Although we see galaxies all around us, and live inside one called the Milky Way, we are still far from comprehending the details of how galaxies are built, why they look and act as they do, and what their ultimate fates will be.
New discoveries enabled by ever more powerful telescopes are shedding light on these mysteries, and even raising a few more questions. Scientists hope that soon we will fully understand the nature of the Milky Way and its most distant relatives.
The only way to study how young galaxies develop is to look back in time--that is, to look as far away as we can see, because the light from those distant galaxies will have taken billions of years to travel to us, and thus offers a snapshot of the early universe.
In December, 2007, astronomers published these two photos--the left in visible light and the right in infrared--which offer a glimpse of a galaxy called GOODS 850-5, 12 billion years ago. At this point, only 1.5 billion years after the big bang, the galaxy was forming stars at a furious pace, about 4,000 a year. Astronomers were surprised to find such a high rate of star formation in a galaxy so young; it means that galaxies might have developed much faster than previously thought.
GOODS 850-5, in the white circle, is visible only in the infrared photo because its visible light is obscured by dust in the galaxy. The hot young stars heat up the dust, which then emits the infrared radiation that we see.
This Hubble image from March 2007 shows a cluster of galaxies whose combined gravitational field is so powerful it is ripping apart a galaxy (top left in purple) that is flying through it. The hapless spiral galaxy's odd shape shows that gas and stars are trailing from it as it plows through the cluster, called Abell 2667.
This discovery helps astronomers fill in the missing link between spiral and irregular galaxies--which are rich with gas and new-forming stars--and elliptical galaxies, which are low in gas and star formation. There are roughly equal numbers of the two classes of galaxies today, but in the early universe, spiral and irregular galaxies vastly outnumbered ellipticals.
Scientists now think many galaxies start out as gas-rich and then become gas-poor over time, perhaps due to encounters like this one.
Astronomers wish they could watch galaxies in the process of being born, but since this happened so slowly and so long ago, they must extrapolate from galaxies in their current states to try to piece together their histories. This quest recently benefited from a new piece of the puzzle: a November, 2007 observation of faint protogalaxies from back when the universe was only 15 percent of its current age.

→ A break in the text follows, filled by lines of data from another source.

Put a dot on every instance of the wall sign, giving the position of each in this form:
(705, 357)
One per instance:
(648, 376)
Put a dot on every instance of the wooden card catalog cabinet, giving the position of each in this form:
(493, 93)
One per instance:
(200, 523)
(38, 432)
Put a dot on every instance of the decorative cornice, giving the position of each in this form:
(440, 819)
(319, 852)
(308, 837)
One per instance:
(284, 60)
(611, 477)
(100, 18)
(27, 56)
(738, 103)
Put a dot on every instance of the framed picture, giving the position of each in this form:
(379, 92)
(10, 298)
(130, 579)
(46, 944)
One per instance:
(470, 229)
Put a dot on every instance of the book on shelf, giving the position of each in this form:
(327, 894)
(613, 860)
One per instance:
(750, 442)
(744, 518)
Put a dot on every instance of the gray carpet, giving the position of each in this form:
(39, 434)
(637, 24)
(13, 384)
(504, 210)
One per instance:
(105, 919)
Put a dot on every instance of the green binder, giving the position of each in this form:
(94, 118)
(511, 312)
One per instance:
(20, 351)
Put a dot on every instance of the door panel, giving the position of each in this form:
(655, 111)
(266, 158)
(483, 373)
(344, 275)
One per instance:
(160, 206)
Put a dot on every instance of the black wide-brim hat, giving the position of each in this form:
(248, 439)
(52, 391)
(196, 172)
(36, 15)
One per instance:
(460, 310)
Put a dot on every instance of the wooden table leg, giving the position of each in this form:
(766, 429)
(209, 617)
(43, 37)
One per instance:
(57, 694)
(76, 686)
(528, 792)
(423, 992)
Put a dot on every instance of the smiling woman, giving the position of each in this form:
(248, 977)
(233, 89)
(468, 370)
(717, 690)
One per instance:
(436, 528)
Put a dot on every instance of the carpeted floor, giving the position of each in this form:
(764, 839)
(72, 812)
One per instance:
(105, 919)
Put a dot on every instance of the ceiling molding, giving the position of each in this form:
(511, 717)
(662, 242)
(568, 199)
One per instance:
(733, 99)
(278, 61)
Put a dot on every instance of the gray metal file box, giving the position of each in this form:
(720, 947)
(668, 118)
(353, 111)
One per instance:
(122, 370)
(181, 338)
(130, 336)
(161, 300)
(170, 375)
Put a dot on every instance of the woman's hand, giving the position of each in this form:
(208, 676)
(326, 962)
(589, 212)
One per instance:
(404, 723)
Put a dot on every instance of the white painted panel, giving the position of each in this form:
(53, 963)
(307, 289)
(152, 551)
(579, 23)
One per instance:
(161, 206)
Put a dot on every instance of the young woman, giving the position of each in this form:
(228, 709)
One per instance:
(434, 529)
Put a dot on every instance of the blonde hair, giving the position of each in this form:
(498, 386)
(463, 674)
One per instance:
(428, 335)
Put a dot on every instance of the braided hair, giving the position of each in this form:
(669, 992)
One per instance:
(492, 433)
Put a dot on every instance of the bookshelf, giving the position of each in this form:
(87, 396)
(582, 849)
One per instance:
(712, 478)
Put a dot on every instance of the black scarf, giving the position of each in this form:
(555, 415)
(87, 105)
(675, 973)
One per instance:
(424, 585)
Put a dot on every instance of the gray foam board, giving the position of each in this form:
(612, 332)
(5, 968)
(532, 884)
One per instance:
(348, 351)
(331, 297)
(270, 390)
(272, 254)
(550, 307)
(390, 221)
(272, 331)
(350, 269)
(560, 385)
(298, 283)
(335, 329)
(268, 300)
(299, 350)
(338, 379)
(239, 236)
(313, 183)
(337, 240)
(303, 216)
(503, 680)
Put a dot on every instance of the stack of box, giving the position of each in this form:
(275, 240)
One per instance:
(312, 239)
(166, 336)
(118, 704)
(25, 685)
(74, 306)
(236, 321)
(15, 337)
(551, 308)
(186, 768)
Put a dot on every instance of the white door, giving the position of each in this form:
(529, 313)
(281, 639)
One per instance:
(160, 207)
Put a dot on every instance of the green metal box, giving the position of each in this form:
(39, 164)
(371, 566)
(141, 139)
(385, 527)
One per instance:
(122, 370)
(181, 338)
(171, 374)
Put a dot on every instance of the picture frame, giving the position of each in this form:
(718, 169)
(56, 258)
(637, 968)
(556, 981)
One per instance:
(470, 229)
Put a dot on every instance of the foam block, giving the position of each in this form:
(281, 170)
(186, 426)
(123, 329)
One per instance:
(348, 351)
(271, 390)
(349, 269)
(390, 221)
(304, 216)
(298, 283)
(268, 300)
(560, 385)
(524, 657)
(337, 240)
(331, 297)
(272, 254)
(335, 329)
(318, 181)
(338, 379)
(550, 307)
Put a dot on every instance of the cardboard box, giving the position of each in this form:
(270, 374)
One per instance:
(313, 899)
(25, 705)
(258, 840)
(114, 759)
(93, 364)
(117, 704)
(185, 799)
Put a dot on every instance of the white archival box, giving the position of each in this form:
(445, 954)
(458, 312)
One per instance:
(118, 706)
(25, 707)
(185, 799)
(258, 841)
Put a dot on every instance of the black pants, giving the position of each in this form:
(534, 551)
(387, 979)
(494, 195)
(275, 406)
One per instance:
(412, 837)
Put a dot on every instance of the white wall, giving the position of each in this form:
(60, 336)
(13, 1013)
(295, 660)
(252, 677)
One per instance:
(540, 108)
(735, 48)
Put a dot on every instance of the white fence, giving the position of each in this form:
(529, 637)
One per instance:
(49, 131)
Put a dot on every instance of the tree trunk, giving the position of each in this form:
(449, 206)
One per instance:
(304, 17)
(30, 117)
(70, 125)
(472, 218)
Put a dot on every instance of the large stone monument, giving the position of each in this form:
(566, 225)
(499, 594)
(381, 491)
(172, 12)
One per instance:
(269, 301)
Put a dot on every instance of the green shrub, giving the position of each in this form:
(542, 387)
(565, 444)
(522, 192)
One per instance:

The images are the most sensitive example of a type of imaging called spectroscopy, where light is dispersed into its component colors and the relative amounts of each color are measured. In these spectra, the scientists found the distinct signature of protogalaxies, which they believe are the building blocks of full-grown galaxies.
This discovery backs up the theory that gas coalesces into blobs (protogalaxies) that then stick together and eventually become galaxies.
These two galaxies are being drawn toward each other by their mutual gravitational pull. As they interact, stars, gas, and dust are dragged out and the galaxies' shapes become warped.
Surprisingly, when two galaxies collide, the stars within them rarely hit each other, because there is so much empty space between each star. But the tumult and chaos of the collision gives many merging galaxies some of the highest rates of new star formation.
In October, 2007, the Hubble Space Telescope took this image of a pair of galaxies collectively called Arp 87, approximately 300 million light-years away.